Lesson: Learning That I Can’t Find Water in a Dry Oasis
As I write this, I have to admit that I’m tired. No. Exhausted. Sick of preaching the same sermon, writing the same song.
Next week is Mother’s Day, and if you assumed this would be a difficult time for me, clearly, you’d be correct. However, I highly doubt you know the real reason why. I miss my mom, yes. But I expect to miss her every day for the rest of my life. I can heal, and in many ways I have; however, that fact will never change.
So why is this such a difficult time for me?
The Exhaustion
Sundays are long, hectic days for me. Between multiple jobs and extra gigs, I’ve worked every day for the past month. I’m not complaining. I have to find a way to occupy my time, and if I don’t have anyone to spend it with, I work.

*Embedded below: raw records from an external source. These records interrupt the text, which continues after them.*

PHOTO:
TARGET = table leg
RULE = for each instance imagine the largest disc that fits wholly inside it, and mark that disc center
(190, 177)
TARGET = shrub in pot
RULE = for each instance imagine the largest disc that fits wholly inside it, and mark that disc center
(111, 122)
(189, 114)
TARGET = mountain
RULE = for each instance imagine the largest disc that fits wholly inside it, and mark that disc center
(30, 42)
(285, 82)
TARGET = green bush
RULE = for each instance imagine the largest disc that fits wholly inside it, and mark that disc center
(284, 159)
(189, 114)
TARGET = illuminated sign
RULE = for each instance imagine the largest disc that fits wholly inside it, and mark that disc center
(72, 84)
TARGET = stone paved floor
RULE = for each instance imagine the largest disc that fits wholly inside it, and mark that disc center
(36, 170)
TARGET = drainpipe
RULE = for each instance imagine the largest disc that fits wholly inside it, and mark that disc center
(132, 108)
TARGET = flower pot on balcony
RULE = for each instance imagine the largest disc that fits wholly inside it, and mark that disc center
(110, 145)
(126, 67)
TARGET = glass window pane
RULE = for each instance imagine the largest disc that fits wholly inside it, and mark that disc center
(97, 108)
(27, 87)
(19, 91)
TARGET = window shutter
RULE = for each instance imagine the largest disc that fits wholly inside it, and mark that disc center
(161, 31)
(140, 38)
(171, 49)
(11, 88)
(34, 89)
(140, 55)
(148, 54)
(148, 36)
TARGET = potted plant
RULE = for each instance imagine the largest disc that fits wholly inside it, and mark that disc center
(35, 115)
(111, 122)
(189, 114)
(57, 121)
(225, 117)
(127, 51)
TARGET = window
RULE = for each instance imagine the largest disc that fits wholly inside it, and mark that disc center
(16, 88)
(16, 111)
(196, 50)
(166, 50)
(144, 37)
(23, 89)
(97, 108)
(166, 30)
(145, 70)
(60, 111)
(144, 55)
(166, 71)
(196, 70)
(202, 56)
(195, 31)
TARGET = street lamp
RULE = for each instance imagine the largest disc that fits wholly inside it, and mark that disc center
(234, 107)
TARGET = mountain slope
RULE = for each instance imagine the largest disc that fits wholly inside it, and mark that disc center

But after such an exhausting month and after a difficult weekend, I started to catch up on text messages. And in the middle of that, I realized that every single message was me checking up on someone, ministering in some way, pouring out. The funny thing: Not one of those messages led to reciprocation. Not one “What about you?” Not one “What’s going on in your life?” Not one expression of care or presence.
I continue to learn a lot about people. Sadly, a lot that I don’t admire despite being unreasonably in love with God’s people. But I deeply desire to see God. To see him in a new way. A very specific way.
A Heart-wrenching Story
There’s a story in the Bible that made its way into all three synoptic gospels. It’s in Matthew chapter 8 and Luke chapter 8, but I really love the wording in Mark 4. Jesus’s disciples are in a boat crossing a sea (at Jesus’s command mind you). A storm arises, and they, like most people would, start to lose their minds. Oddly enough, they find Jesus in the stern of the boat, and he’s sleeping.
When they woke him up, they asked him the very question I find myself asking him today, “Don’t you care that we’re going to die?” Jesus’s response isn’t anything you’d expect. He responds to them as if they’re the ones having an abnormal reaction to the storm. “Why are you afraid? Do you still have no faith?”
This says to me that there was never a reason for the disciples to lose their minds because Jesus was in the storm with them, and his presence assumes safety. But I left out part of the story. Before scolding the disciples, Jesus, like a loving, kind-hearted, tender yet ferocious friend, screams at the storm, “Silence! Be still!” And the storm ceased.
A Tender God
If the disciples were safe the entire time, why did Jesus decide to calm the storm? I won’t pretend like I have THE answer. The Bible doesn’t tell us why he calmed the storm. But what this says to me is that although there was no need for the disciples to be afraid, Jesus cared about their emotional state enough to move in a way he didn’t need to. Just to bring peace to the ones he loved.
That’s how I find myself desiring to see God move. If I’m honest, there are things I’ve longed for my entire life. Things that I seem to get a front row seat to look at and watch other people enjoy what I can’t have. That’s exactly what happened to me today. It’s one thing for a prayer to not be answered with a yes; it’s a completely different thing to constantly be put in unique situations where you get to watch the very thing you desire get taken away and enjoyed by others.
Like I said, I’m exhausted. I haven’t been perfect, but I’ve been faithful. And yet, I know that God owes me nothing. I know what I truly deserve. But I also know of God’s special gift. The gift he desires to give to his children whom he loves. And I long not to know, but to feel that same grace that I see extended to others.
The Oasis
I’ve written enough long posts pleading for the same thing. Begging readers to be different, to be perceptive, to be an honest friend, to be present — ultimately, to be like Paul and actually become something for the sake of someone who might need you.
I never answered my initial question: I’m having a hard time in life right now not just because I miss my mom, but because she saw me when no one else did, she’d hurt with me, she cared how I was doing, she’d listen, and she’d want to talk to me or be around me just because.
I’ll end with a few questions: What if someone around you needs you to just be present with them? What if someone around you needs you to care enough to ask questions? What if someone around you just … needs you? Paul’s words in 1 Corinthians 9: “I become…” Who or what do you become for that person? Do you express affection? Do you love at all?